Tanzimat Sonrası
Müslüman Türkler'in Anadolu'ya, bu defa yurt kurtarmak amacıyla, 11. Yüzyıldan itibaren gelmeleriyle birlikte, burada var olan bazı azınlık gruplarıyla da kader birliği yaşanmıştır. Bunlardan Ermeniler, bir taraftan Türklüğün diğer taraftan da İslamiyet'in genel hoşgörüsünden yararlanarak mutlu bir hayat yaşama şansını yakalayarak sosyal hayatta, zenaatte, ticarette, siyasette ve Devlet hayatında önemli yerlere gelmişlerdir.
Ancak, kitabın yazarı değerli meslektaşımız, dostumuz, öğretim üyesi Doktor Ahmet Rıfat GÜZEY'in konu ve kronoloji olarak ele aldığı çalışmasında 19. Yüzyıldan itibaren, gelişen milliyetçilik sıkıntıları, mevcut kiliselerin din yerine siyasetle uğraşmaya başlaması yanında Avrupalı Devletlerin tahrik, teşvik, proje ve silah vermeleriyle, hatta günümüzdeki gibi, terörist gruplar göndermeleri yanında, Osmanlı Devleti'nin de zayıflamaya başlamasıyla, dostluklar rekabet, düşmanlık ve ayrıcalığa dönüşmeye başlamıştır.

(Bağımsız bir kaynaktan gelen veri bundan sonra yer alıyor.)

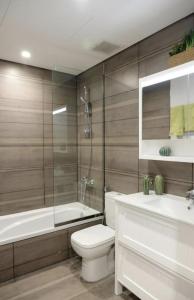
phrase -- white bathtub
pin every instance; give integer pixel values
(32, 223)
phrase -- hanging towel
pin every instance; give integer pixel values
(177, 121)
(178, 98)
(189, 117)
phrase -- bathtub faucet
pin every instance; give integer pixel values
(85, 182)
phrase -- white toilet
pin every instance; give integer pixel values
(96, 244)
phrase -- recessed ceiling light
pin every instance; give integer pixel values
(26, 54)
(60, 110)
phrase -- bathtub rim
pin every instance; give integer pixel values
(49, 230)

93. harbi, Yunan ayaklanmaları, Trablusgarp, Balkan 1.Dünya Savaşları ve Milli Mücadele döneminde bile, Osmanlı Devleti Ermeni tebaasına karşı itidal ve toleransı elden bırakmamıştır. Bu geniş hoşgörü günümüz Türkiyes'sinde de halen devam etmektedir.

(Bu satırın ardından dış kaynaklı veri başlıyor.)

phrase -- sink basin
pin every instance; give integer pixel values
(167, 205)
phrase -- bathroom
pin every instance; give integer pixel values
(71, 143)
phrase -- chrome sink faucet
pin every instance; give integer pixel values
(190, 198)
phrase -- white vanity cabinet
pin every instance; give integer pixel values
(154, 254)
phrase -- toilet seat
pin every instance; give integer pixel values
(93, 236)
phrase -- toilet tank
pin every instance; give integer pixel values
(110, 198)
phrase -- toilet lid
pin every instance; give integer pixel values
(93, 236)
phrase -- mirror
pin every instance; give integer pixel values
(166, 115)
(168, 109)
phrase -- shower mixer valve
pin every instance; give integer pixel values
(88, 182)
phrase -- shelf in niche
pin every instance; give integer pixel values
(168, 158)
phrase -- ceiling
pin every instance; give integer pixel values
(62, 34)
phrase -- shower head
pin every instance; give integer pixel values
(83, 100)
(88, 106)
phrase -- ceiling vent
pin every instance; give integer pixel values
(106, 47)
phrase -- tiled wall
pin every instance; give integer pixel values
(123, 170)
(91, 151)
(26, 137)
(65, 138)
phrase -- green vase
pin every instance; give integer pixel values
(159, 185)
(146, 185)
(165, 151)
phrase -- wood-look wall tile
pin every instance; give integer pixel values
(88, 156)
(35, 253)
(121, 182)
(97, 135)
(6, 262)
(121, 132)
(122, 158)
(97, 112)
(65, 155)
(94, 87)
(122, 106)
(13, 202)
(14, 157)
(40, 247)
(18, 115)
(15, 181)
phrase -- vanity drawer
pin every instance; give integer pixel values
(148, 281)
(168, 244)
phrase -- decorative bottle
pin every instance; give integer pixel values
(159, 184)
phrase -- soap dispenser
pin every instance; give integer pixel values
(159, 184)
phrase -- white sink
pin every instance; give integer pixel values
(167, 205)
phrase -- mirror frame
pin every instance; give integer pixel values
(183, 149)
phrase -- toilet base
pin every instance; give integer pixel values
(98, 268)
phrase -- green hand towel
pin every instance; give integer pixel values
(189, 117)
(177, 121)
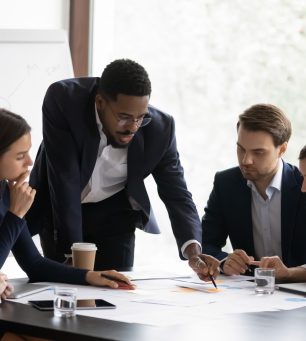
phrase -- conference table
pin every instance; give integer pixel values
(205, 321)
(280, 325)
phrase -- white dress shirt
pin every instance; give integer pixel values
(110, 172)
(266, 217)
(110, 175)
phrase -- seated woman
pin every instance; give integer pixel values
(16, 197)
(282, 272)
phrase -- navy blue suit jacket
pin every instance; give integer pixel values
(228, 214)
(67, 157)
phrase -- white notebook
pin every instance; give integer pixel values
(294, 288)
(23, 288)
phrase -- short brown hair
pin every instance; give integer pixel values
(302, 155)
(268, 118)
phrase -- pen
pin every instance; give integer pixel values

Bununla birlikte yeni Batı yine eskisi gibi Ermenileri tarihi tahrik etmeye, hatta Ermeniler adına kararlar alıp, karar tasarıları hazırlamaya devam etmektedir. Avrupa ülkelerinde, ABD'de, dünyanın çeşitli yerlerindeki seçimlerde, ticari, siyasi çekişmelerde ve özellikle de son zamanlara doğru artarak, Türk-İslam düşmanlığında hep aynı kozu kullanıp, "Ermeni oyunları" oynanmaktadır.

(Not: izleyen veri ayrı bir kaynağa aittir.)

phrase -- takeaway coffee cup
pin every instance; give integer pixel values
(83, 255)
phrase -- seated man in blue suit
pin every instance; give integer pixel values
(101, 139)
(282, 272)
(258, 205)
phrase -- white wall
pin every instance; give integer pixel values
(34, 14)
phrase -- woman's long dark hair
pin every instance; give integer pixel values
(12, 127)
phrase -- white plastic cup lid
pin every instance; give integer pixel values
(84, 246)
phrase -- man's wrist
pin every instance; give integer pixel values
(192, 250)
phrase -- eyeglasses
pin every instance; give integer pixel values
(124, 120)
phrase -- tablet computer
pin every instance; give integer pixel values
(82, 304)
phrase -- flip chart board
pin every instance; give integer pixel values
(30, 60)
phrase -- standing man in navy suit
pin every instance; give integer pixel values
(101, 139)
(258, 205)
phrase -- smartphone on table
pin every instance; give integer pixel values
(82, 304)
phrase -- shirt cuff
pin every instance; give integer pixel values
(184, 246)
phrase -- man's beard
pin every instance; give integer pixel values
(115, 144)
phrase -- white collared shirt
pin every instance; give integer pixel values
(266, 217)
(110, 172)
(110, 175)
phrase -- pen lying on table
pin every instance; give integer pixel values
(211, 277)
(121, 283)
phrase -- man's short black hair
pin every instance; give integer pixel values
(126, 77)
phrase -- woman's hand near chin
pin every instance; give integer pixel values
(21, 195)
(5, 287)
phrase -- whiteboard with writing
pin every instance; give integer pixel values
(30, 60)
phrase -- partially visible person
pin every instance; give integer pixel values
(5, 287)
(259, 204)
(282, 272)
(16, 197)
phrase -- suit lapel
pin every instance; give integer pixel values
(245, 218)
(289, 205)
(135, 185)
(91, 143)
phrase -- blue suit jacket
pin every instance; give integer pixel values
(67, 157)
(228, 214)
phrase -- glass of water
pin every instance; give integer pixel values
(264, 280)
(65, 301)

Yazar, ustaca bir maharetle, bu oyunların gerçek yüzünü ortaya koymak için, yerli-yabancı literatürü ve özellikle de, Başbakanlık ve Genelkurmay Başkanlığı ATASE Arşivlerini kullanarak, gerçekleri ortaya koymak suretiyle özgün ve başarılı bir araştırma yapmıştır.